Two Scala Libraries Every Data Engineer Should Know

As data engineers, we deal with a lot of JSON, which is ubiquitous since JSON is easy for developers to add to applications. However, JSON is not an efficient storage format for applications that frequently query or use the data at scale. Unlike Parquet, JSON is not a splittable file format making it less parallelizable in systems like Spark. Often JSON is not performant enough and requires further ETL to be converted to formats like Parquet which is a splittable file format and therefore parallelizable. In this article, I’m going to demonstrate how two Scala libraries can work together to convert JSON to Parquet without using Spark, zio-json and Parquet4s. A working knowledge of functional programming in Scala and Zio is helpful, but not required.

For this example, we are going to use JSON data which reflects vehicle ownership and if the vehicle is registered or not. The conversion from JSON to Parquet is a two-step process.

Load the JSON into a Scala case class using zio-json.
Create the Parquet file from the Scala case class.
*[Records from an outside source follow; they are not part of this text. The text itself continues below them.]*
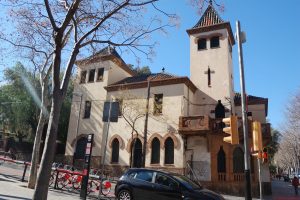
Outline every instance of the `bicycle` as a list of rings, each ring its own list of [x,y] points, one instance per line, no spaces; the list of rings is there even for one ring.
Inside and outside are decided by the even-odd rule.
[[[88,180],[87,185],[87,193],[96,193],[101,188],[101,194],[104,196],[107,196],[111,190],[111,183],[108,180],[100,181],[100,176],[98,175],[99,171],[95,169],[90,170],[90,179]],[[73,188],[80,190],[81,189],[81,182],[82,182],[82,176],[78,176],[76,178],[76,181],[73,181]]]

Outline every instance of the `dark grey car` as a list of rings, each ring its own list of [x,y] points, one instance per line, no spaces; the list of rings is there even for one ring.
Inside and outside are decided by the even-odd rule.
[[[129,169],[115,195],[118,200],[224,200],[183,175],[151,169]]]

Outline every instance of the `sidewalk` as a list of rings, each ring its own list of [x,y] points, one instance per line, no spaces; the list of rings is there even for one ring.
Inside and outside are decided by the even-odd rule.
[[[27,183],[0,175],[0,200],[30,200],[33,190],[27,188]],[[79,200],[79,192],[49,189],[48,200]],[[97,199],[96,196],[87,199]],[[110,198],[103,198],[110,199]]]

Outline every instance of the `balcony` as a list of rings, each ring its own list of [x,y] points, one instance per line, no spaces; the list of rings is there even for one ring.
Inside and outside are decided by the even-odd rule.
[[[263,146],[267,146],[272,141],[271,124],[261,124],[261,133],[263,138]]]
[[[206,135],[212,132],[222,132],[221,119],[209,116],[179,117],[179,133],[182,135]]]

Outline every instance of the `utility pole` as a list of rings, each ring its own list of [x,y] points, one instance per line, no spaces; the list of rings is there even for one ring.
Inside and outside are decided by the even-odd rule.
[[[77,148],[77,139],[78,139],[78,129],[79,129],[79,123],[80,123],[80,114],[81,114],[81,104],[82,104],[82,96],[81,93],[73,93],[73,95],[80,96],[80,104],[79,104],[79,111],[78,111],[78,119],[77,119],[77,125],[76,125],[76,137],[75,137],[75,146],[74,146],[74,152],[73,152],[73,160],[72,160],[72,166],[74,167],[75,164],[75,153]]]
[[[106,146],[107,146],[107,140],[109,135],[109,126],[110,126],[110,117],[111,117],[111,110],[112,110],[112,97],[109,98],[109,109],[108,109],[108,121],[106,123],[106,134],[105,134],[105,143],[104,143],[104,151],[102,156],[102,162],[101,162],[101,175],[100,175],[100,188],[99,188],[99,194],[98,199],[101,199],[101,191],[102,191],[102,183],[104,181],[104,169],[105,169],[105,159],[106,159]]]
[[[148,118],[149,118],[149,99],[150,99],[150,79],[148,77],[148,87],[147,87],[147,103],[146,103],[146,115],[145,115],[145,125],[144,125],[144,145],[143,145],[143,163],[142,167],[146,166],[146,146],[147,146],[147,132],[148,132]]]
[[[244,76],[244,61],[243,61],[243,47],[242,42],[246,41],[245,34],[240,30],[240,22],[236,21],[236,39],[238,42],[239,67],[240,67],[240,84],[241,84],[241,103],[242,103],[242,119],[244,132],[244,149],[245,149],[245,200],[252,200],[251,194],[251,169],[250,169],[250,153],[248,142],[248,118],[246,109],[246,89]],[[242,37],[242,38],[241,38]]]

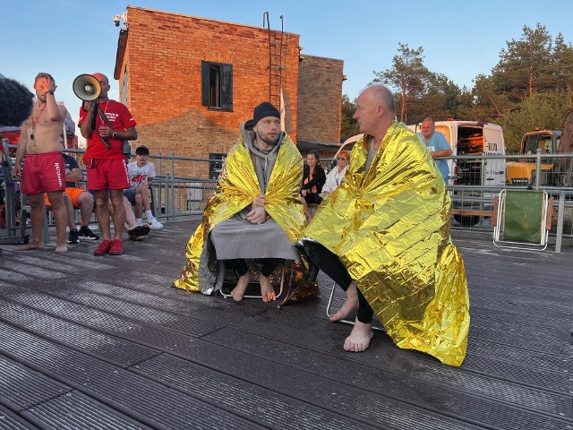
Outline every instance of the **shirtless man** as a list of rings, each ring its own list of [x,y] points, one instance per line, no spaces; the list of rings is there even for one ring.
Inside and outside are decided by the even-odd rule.
[[[54,78],[45,73],[38,73],[34,90],[38,101],[30,117],[21,125],[14,174],[21,177],[21,192],[28,196],[31,209],[32,241],[16,251],[38,249],[44,246],[43,230],[46,222],[44,193],[52,203],[57,233],[56,253],[65,253],[65,228],[67,211],[64,204],[65,167],[62,158],[60,134],[67,110],[56,103],[56,89]],[[21,161],[26,157],[23,172]]]

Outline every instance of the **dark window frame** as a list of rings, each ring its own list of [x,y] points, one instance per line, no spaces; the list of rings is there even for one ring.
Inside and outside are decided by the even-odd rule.
[[[201,105],[233,112],[233,65],[201,62]]]

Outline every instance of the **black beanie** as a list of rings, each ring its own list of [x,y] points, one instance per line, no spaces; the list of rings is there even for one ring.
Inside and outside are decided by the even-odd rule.
[[[280,119],[278,109],[267,101],[263,101],[254,108],[252,112],[252,125],[255,125],[262,118],[274,116]]]

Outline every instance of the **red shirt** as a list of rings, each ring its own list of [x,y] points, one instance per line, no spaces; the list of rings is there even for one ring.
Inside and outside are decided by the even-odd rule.
[[[99,103],[99,108],[105,113],[106,116],[113,125],[115,132],[124,132],[130,127],[137,125],[137,123],[133,119],[132,113],[122,103],[115,100],[107,100]],[[85,121],[88,115],[82,108],[80,108],[80,120],[78,125]],[[95,114],[94,115],[98,115]],[[90,159],[119,159],[125,156],[122,151],[124,141],[121,139],[114,139],[108,137],[107,142],[111,145],[111,149],[106,148],[103,141],[98,134],[98,129],[102,125],[107,125],[106,122],[98,115],[96,120],[96,129],[91,133],[91,137],[88,139],[88,148],[86,149],[85,158]]]

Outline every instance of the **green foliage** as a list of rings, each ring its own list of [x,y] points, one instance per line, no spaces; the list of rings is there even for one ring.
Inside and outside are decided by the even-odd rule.
[[[427,90],[430,71],[423,65],[423,49],[411,49],[407,44],[398,43],[399,55],[392,58],[392,68],[376,72],[373,82],[382,83],[399,91],[396,97],[396,111],[400,112],[400,121],[408,120],[408,100],[415,100]]]
[[[500,123],[508,153],[517,154],[520,150],[521,137],[540,130],[560,130],[565,114],[569,108],[568,93],[555,90],[543,93],[534,93],[524,99],[519,110]]]

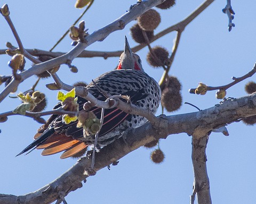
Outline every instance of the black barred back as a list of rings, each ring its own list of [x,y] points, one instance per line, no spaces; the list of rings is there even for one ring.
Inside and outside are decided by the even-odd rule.
[[[132,70],[116,70],[107,72],[93,80],[101,89],[111,95],[119,94],[129,96],[131,103],[138,106],[150,110],[155,113],[160,101],[161,90],[154,79],[143,71]],[[86,88],[88,91],[99,100],[105,101],[103,96],[93,82]],[[79,109],[83,109],[87,101],[78,97]],[[92,108],[98,118],[100,118],[101,109]],[[122,136],[127,128],[138,128],[147,122],[147,120],[138,115],[128,114],[116,108],[105,109],[103,124],[99,134],[98,144],[105,146]],[[62,117],[54,120],[51,126],[55,132],[65,133],[67,136],[83,141],[86,144],[94,143],[94,136],[83,137],[83,129],[77,128],[77,122],[68,125],[62,121]]]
Our data, notice that we have a field that is optional, isRegistered.

{"VIN": "1A123", "make": "foo", "model": "bar", "year": 2002, "owner": "John Doe", "isRegistered": true} 
{"VIN": "1C123", "make": "foo", "model": "barV2", "year": 2022, "owner": "John Doe Jr.", "isRegistered": false}
{"VIN": "1C123", "make": "foo", "model": "barV2", "year": 2022, "owner": "John Doe Jr."}

Next, we construct a case class called Vehicle. The optional field, isRegistered, is an Option type. In the companion object, we create an implicit decoder.

import zio.json.*

final case class Vehicle(
  VIN: String,
  make: String,
  model: String,
  year: Int,
  owner: String,
  isRegistered: Option[Boolean]
)

object Vehicle {
    implicit val decoder: JsonDecoder[Vehicle] = DeriveJsonDecoder.gen[Vehicle]
}

Then we can decode the JSON with the fromJson[type] function.

def decodeJson(json: String) =
    ZIO.fromEither(json.fromJson[Vehicle])

In order to turn our JSON into Scala case classes it is a matter of passing each JSON string to decodeJson function.

import zio.*
import zio.json.*
import zio.Console._

object Main extends zio.ZIOAppDefault:
  val getData =
    ZIO.acquireReleaseWith(ZIO.attemptBlocking(io.Source.fromFile("src/main/resources/vehicles.json")))(file =>
      ZIO.attempt(file.close()).orDie
    )(file => ZIO.attemptBlocking(file.getLines().toList))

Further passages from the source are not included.